Langkah ini menjadi bagian dari strategi pemerintah daerah dalam menjaga daya beli masyarakat sekaligus memastikan roda ekonomi tetap berputar di wilayah kepulauan.
Bupati Natuna, Cen Sui Lan, Jum’at (20/3/2026) menegaskan bahwa pencairan THR telah dimulai lebih awal sejak 12 Maret 2026. Kebijakan ini diambil agar manfaatnya dapat langsung dirasakan masyarakat menjelang Lebaran.
“Pembayaran THR sudah kami mulai sejak 12 Maret. Kami ingin memastikan para aparatur dan penerima manfaat dapat merasakan langsung dampaknya, terutama untuk memenuhi kebutuhan menjelang Idulfitri,” ujarnya.
Selain THR, perhatian pemerintah juga tertuju pada para kader Posyandu yang selama ini menjadi garda terdepan pelayanan kesehatan masyarakat di tingkat desa. Insentif bagi mereka telah disalurkan, meski dalam prosesnya ditemukan sejumlah kendala administratif.
Cen Sui Lan mengungkapkan bahwa terdapat beberapa rekening penerima yang tidak lagi aktif, sehingga diperlukan proses verifikasi ulang untuk memastikan bantuan tersalurkan dengan tepat.
“Insentif Posyandu sudah kami salurkan. Namun, kami menemukan ada rekening yang sudah tidak aktif. Ini menjadi bahan evaluasi kami agar ke depan pendataan lebih akurat dan penyaluran bisa tepat sasaran,” jelasnya.

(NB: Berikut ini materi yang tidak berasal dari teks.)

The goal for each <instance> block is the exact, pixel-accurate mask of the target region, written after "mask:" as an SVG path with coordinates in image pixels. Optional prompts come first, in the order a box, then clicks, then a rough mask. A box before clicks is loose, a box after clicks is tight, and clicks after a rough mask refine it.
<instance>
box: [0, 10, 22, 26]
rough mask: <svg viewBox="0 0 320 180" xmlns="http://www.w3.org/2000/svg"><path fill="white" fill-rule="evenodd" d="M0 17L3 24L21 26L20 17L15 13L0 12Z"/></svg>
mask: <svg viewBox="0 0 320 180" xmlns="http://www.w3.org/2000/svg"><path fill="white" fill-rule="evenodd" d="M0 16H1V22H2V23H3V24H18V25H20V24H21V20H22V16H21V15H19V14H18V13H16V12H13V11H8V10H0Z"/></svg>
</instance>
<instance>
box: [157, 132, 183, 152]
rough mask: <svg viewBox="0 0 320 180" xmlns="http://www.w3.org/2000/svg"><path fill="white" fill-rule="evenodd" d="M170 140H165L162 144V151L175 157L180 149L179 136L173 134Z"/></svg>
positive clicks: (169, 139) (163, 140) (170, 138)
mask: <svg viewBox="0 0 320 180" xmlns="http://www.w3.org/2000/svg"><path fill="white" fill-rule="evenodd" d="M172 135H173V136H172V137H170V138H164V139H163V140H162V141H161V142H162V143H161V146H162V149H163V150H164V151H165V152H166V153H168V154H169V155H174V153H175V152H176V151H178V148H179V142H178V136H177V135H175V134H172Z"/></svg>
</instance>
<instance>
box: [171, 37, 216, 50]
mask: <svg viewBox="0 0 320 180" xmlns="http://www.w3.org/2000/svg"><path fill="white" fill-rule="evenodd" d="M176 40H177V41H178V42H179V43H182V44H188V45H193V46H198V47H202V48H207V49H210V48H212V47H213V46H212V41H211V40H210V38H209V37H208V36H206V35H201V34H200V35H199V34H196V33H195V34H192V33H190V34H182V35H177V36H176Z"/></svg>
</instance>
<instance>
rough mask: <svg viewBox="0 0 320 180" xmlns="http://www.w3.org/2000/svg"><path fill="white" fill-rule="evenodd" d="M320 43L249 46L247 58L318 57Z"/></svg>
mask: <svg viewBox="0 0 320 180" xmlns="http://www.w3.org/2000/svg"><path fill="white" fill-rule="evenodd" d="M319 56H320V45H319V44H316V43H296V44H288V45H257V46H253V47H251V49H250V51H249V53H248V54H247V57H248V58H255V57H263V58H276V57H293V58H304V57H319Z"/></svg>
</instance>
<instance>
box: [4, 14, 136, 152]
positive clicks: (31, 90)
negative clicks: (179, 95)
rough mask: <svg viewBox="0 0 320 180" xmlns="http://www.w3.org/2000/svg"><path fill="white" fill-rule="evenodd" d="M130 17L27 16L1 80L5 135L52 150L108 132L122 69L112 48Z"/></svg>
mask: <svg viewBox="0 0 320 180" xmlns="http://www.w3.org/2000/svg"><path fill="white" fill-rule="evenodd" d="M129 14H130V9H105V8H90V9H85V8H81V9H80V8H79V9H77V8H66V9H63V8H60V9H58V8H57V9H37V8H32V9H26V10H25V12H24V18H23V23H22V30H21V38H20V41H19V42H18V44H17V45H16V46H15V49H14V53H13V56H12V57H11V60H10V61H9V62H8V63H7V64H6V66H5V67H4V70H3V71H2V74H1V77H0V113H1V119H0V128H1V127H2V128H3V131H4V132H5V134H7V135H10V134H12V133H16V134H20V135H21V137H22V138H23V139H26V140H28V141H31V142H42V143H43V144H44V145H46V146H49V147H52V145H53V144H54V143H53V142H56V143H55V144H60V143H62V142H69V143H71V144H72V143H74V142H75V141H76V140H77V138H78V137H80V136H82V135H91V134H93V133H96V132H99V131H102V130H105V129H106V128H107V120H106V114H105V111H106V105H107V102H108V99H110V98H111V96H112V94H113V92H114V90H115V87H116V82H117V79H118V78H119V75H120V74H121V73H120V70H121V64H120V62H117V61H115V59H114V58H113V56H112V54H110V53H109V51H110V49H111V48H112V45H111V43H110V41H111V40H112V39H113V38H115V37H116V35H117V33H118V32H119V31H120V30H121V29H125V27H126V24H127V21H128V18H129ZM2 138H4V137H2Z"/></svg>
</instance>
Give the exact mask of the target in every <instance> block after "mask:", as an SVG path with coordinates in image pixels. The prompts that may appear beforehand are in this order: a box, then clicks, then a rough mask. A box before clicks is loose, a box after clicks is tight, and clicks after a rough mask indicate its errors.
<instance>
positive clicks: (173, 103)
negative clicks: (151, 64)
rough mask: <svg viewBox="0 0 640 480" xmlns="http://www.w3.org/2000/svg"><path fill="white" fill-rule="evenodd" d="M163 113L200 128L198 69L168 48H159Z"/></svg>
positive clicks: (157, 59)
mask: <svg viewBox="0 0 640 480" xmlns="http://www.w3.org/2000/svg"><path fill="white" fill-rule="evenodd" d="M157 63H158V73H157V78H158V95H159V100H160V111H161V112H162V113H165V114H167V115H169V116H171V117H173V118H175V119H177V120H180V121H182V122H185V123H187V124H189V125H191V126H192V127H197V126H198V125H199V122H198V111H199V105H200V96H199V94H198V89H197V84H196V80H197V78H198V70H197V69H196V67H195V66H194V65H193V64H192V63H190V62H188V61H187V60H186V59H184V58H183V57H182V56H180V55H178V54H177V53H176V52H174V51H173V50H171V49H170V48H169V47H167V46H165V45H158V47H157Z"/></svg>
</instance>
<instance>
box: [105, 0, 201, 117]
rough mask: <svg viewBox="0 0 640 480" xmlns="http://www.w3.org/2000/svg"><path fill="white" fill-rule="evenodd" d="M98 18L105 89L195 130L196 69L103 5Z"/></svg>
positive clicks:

Di sisi lain, Alokasi Dana Desa (ADD) juga mulai dicairkan guna mendukung operasional pemerintahan desa serta mempercepat pembangunan di wilayah pedesaan.
Tak hanya itu, Pemerintah Kabupaten Natuna juga memastikan bahwa Tambahan Penghasilan Pegawai (TPP) bagi aparatur sipil negara akan dibayarkan pada akhir bulan ini. Kebijakan ini diharapkan semakin memperkuat daya beli ASN sekaligus mendorong aktivitas ekonomi lokal.
Percepatan pencairan berbagai program tersebut dinilai menjadi langkah strategis, terutama bagi daerah kepulauan seperti Natuna yang sangat bergantung pada kelancaran distribusi anggaran pemerintah.
Untuk menghindari kendala serupa di masa mendatang, pemerintah daerah juga menginstruksikan seluruh perangkat daerah agar meningkatkan akurasi pendataan penerima manfaat.
Dengan realisasi anggaran yang lebih cepat, Pemkab Natuna berharap masyarakat dapat merasakan manfaat secara langsung, sekaligus menjaga stabilitas sosial dan ekonomi menjelang hari besar keagamaan.